A análise do JPMorgan, citada pela Dow Jones Newswires, destaca dois vetores: o rápido desenvolvimento do Grok, modelo de linguagem que compete com o ChatGPT da OpenAI, e uma parceria estratégica com a Nvidia. A leitura aqui é que Elon Musk está montando um quebra-cabeça complexo, onde a SpaceX não é apenas a transportadora, mas a própria infraestrutura para uma nova geração de computação em nuvem – uma que opera em órbita.
A Dupla Aposta em IA
A estratégia se desdobra em duas frentes. Em terra, a SpaceX acelera o desenvolvimento do Grok, cujo avanço entre as versões 4.5 e 4.6 impressionou os analistas. A expectativa é que o Grok 5, previsto para dezembro, represente um salto de capacidade, com a monetização vindo de clientes corporativos e negócios de computação premium, segundo o JPMorgan.

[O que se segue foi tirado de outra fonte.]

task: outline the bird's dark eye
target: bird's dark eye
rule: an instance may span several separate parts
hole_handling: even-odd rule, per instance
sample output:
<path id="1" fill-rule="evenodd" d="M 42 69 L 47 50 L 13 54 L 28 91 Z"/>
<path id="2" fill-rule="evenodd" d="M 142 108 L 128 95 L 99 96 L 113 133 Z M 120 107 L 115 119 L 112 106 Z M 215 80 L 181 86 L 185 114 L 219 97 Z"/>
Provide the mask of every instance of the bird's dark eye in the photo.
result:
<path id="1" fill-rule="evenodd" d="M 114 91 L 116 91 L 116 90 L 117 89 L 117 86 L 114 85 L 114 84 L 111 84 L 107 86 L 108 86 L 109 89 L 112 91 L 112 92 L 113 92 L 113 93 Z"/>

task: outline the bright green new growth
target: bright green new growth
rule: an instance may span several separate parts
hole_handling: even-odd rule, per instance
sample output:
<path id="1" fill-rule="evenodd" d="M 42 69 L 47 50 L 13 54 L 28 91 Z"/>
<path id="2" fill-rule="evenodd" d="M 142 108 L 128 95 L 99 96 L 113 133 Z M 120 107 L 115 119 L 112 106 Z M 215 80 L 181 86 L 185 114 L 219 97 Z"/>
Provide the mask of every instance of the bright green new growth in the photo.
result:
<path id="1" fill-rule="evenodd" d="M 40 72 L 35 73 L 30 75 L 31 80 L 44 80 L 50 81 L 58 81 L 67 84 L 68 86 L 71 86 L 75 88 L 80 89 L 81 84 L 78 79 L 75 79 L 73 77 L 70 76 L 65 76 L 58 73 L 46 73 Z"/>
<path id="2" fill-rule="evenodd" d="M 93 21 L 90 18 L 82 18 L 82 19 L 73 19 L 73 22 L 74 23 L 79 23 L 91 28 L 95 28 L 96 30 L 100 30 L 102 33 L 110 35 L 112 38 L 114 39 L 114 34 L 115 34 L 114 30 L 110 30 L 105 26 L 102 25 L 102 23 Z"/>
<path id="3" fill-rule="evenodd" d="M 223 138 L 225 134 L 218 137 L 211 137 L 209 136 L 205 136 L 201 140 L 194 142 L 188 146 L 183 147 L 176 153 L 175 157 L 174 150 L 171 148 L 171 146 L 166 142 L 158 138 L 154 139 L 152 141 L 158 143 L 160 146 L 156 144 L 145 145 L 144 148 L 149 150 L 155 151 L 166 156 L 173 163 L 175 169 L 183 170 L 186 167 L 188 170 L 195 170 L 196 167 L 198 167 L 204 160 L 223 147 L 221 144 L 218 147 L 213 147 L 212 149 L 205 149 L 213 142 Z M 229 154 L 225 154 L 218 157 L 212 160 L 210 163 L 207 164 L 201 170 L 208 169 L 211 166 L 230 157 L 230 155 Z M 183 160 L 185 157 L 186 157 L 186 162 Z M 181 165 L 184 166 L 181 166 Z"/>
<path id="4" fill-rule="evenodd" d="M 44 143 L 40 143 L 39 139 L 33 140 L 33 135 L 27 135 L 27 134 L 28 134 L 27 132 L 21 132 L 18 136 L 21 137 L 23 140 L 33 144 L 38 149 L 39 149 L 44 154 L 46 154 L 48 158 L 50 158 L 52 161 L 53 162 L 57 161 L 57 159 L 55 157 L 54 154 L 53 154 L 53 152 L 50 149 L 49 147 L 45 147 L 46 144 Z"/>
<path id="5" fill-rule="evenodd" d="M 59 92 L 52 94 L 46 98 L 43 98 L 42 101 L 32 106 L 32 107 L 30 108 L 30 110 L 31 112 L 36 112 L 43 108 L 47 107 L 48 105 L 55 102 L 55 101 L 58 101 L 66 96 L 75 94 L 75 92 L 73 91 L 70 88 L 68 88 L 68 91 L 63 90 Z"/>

Em paralelo, e de forma mais ambiciosa, a empresa trabalha com a Nvidia para projetar uma versão “otimizada para o espaço” da GPU Vera Rubin, o mais novo chip da fabricante. O plano é colocar satélites equipados com essa tecnologia em órbita a partir de 2027, com “escala significativa” em 2028. Na prática, Musk quer construir data centers orbitais, processando IA diretamente no espaço.
Todo este castelo, no entanto, depende de uma única e colossal fundação: o foguete Starship. A viabilidade de colocar essa infraestrutura em órbita em escala depende do sucesso do veículo totalmente reutilizável, que ainda está em fase de testes. A SpaceX já anunciou a construção de uma nova base de lançamento para o Starship na Louisiana, sinalizando que a aposta é para valer. O mercado aplaude a visão, mas o cronograma de Musk depende, mais uma vez, de sua capacidade de desafiar a física e a engenharia.